In a case called In re: A.S., a divided Beaumont Court of Appeals affirmed a trial court's termination of parental rights without a reporter's record.  The majority said that it could tell that the appeal would be frivolous based upon the record from a post-trial hearing. The majority refused the appellant's request that the trial itself be transcribed before considering the appeal.

This is an astounding decision.  At the post-trial hearing, counsel for the Texas Department of Family and Protective Services (TDFPS) told the trial court what the evidence had been at trial.  The parent's appellate attorney, who did not try the case, was unable to respond with any particularity.  Although the appellate attorney had spoken with the attorney who represented the parent at trial, the appellate attorney had no opportunity to review the trial evidence - by reviewing the reporter's record - because the Beaumont Court's majority decided it didn't need the reporter's record to conclude that the appeal was frivolous. 

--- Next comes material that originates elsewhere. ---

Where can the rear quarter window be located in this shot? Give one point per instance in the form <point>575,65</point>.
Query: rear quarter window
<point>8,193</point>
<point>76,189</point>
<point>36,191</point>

Thus, the Court's majority decided the appeal of a termination case based on the recollection of the attorney for TDFPS of what the evidence at trial showed.

In dissent, Justice Gaultney put the matter bluntly:  "An appellate court cannot determine whether a factual sufficiency issue is frivolous without reviewing the evidence."  Citing a United States Supreme Court opinion, Justice Gaultney further inquired how an appellate attorney could "adequately challenge a frivolous finding on a factual sufficiency issue without access to a reporter’s record."

We hope that the appellate attorney files a petition for review with the Texas Supreme Court.  Cutting corners when it comes to due process undermines confidence in the judicial system.